Kalau Perlu Ada Kurikulum Safety Riding di Sekolah

Kalau Perlu Ada Kurikulum Safety Riding di Sekolah

- detikOto
Sabtu, 20 Mar 2010 19:02 WIB
Kalau Perlu Ada Kurikulum Safety Riding di Sekolah
Jakarta - Tingginya tingkat kecelakaan yang melibatkan remaja berumur di bawah 25 tahun menimbulkan banyak ke khawatiran. Pemerintah pun diminta untuk mengambil sikap.

Pemerintah diharapkan dapat mengajarkan dan mensosialisasikan masalah keamanan di jalan ke anak-anak dan remaja melalui berbagai cara salah satunya adalah membuatkan sebuah kurikulum khusus yang mengajarkan tenang safety riding.

"Pemerintah disini harus aktif dan kalau bisa embekali anak-anak dan remaja dengan edukasi road safety di sekolah-sekolah," ujar Director Jakarta Defensive Driving Consulting (JDDC) Jusri Pulubuhu ketika berbincang dengan detikOto beberapa waktu lalu.

Pembelajaran formal itu menurut Jusri sangatlah penting untuk segera dilakukan agar sedini mungkin anak-anak dan remaja tahu apa yang harus mereka perhatikan dan lakukan di jalan agar dapat mengurangi tingkat kecelakaan.

SCROLL TO CONTINUE WITH CONTENT

Karena hingga kini Jusri mengakui kalau kemampuan pengendarai kendaraan entah itu motor dan mobil hanya di landasi oleh pengalaman tanpa adanya pengetahuan
formal di kelas-kelas training.

"Itulah yang membuat mereka tidak bisa menjaga emosi dan kompetensi mengendarai kendaraan yang baik, benar dan aman pun juga termasuk minim," pungkasnya.

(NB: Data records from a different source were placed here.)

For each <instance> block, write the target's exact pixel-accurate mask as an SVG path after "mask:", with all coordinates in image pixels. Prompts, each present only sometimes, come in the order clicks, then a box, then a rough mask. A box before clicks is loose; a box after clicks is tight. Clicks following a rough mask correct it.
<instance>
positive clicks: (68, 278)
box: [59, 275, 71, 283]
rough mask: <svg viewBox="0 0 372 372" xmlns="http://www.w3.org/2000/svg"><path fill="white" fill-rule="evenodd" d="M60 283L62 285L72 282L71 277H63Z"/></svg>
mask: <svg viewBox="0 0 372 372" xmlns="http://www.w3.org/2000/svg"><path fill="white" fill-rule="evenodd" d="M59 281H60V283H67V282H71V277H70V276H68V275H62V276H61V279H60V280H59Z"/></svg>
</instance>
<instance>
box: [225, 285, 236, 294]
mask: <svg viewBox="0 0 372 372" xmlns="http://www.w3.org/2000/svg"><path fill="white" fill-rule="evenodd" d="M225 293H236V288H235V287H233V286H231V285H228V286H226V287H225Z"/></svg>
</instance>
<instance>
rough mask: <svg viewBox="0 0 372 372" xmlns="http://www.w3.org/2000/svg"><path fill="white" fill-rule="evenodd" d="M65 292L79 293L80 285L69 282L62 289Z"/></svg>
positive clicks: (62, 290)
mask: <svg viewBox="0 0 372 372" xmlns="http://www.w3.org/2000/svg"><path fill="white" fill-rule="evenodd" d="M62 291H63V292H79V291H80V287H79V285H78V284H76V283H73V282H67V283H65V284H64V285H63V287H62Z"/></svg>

Dengan masuknya pengetahuan tentang keamanan di jalan di kurikulum sekolah, Jusri mengharapkan, kecelakaan-kecelakaan yang melibatkan penghuni jalan berusia di bawah 25 tahun dapat dikurangi.

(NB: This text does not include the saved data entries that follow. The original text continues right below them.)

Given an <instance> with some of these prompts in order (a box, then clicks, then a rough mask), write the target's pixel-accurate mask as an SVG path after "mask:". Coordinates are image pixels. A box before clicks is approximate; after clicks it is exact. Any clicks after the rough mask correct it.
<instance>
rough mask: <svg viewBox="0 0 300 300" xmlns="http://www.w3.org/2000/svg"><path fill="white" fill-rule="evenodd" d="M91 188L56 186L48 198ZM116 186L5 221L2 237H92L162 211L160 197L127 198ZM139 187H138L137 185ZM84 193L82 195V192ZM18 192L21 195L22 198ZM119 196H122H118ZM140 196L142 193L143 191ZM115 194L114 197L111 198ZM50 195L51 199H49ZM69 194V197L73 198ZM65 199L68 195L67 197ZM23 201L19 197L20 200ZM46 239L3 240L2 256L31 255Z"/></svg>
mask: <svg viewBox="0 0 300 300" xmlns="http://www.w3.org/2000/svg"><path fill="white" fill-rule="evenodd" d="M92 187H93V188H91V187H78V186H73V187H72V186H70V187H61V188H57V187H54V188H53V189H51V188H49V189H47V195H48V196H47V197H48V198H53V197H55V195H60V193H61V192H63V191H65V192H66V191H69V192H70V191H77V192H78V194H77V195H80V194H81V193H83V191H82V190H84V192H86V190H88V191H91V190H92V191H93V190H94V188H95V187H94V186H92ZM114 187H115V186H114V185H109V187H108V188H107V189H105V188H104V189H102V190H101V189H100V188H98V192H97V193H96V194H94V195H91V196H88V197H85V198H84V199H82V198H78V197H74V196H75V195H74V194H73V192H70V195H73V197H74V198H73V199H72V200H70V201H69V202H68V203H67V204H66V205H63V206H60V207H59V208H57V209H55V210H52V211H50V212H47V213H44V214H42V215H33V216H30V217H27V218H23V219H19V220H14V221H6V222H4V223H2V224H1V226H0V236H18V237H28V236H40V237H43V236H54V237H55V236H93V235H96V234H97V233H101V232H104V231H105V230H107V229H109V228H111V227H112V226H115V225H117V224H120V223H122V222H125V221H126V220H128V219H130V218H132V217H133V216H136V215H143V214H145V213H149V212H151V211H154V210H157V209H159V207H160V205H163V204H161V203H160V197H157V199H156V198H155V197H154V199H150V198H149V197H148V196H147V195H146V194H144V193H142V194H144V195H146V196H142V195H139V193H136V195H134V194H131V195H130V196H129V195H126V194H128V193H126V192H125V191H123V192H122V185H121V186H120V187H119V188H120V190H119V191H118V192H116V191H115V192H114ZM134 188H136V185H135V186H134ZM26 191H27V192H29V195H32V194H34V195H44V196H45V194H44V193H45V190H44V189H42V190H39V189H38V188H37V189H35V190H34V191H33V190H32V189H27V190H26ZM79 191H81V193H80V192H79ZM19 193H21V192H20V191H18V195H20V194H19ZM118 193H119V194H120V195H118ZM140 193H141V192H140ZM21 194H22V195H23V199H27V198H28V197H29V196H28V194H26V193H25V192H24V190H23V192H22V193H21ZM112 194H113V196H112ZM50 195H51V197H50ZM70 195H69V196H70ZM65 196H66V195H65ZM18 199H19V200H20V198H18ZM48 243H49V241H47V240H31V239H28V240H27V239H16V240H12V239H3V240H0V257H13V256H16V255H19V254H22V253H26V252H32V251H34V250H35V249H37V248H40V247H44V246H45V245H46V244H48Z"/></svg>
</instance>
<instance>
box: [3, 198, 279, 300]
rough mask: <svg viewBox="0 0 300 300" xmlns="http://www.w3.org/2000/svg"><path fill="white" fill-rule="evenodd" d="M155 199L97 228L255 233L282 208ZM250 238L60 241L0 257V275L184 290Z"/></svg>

"Di samping itu, keluarga di rumah juga tidak cepat-cepat memperbolehkan seorang anak membawa kendaraan sendiri. Beri tahu mereka risiko apa saja yang ada di jalan dan bagaimana menghindarinya agar mereka bisa lebih berhati-hati," jelas Jusri.

Tingginya tingkat kecelakaan di kalangan remaja semakin menjadi sorotan. Terlebih dalam beberapa bulan terakhir terjadi banyak sekali kecelakaan yang
melibatkan remaja.

Bahkan beberapa diantaranya mendapat sorotan yang cukup besar seperti tabrakan mobil dengan kereta di perlintasan kereta api (KA) di Medan, Sumatera Utara yang terjadi hari ini.

Kecelakaan itu terjadi karena pengemudi mobil Kijang Innova tersebut sedang asik menggunakan handphone. Nah Mobil Kijang Innova yang dikemudikan Egi Silvana,
mahasiswa Universitas Muhammadiyah Sumatera Utara (UMSU).

Atau sebuah Honda Jazz yang nyemplung ke kolam di Bundaran HI pada tiga hari lalu karena emosi yang tidak tertahan untuk melakukan kebut-kebutan liar, namun tanpa disertai skill balap yang mumpuni.

Untungnya tidak terdapat korban jiwa di kecelakaan itu dan semua penumpang Honda Jazz itu hanya mengalami luka-luka saja.

Dan yang paling naas adalah kecelakaan yang melibatkan 5 orang remaja dengan sebuah Toyota RAV4. Berdasarkan keterangan dari kepolisian, kendaraan itu melintas hingga ke kecepatan 120 km/jam dan langsung menikung tajam di Jl Rasuna Said.

"Keputusan, opini dan aksi ketika kita dewasa terpengaruh dari impresi dan masukan ketika kecil. Itulah mengapa pentingnya mengajari anak mengenai safety riding sejak kecil agar kecelakaan-kecelakaan seperti ini dapat semakin dikurangi," paparnya.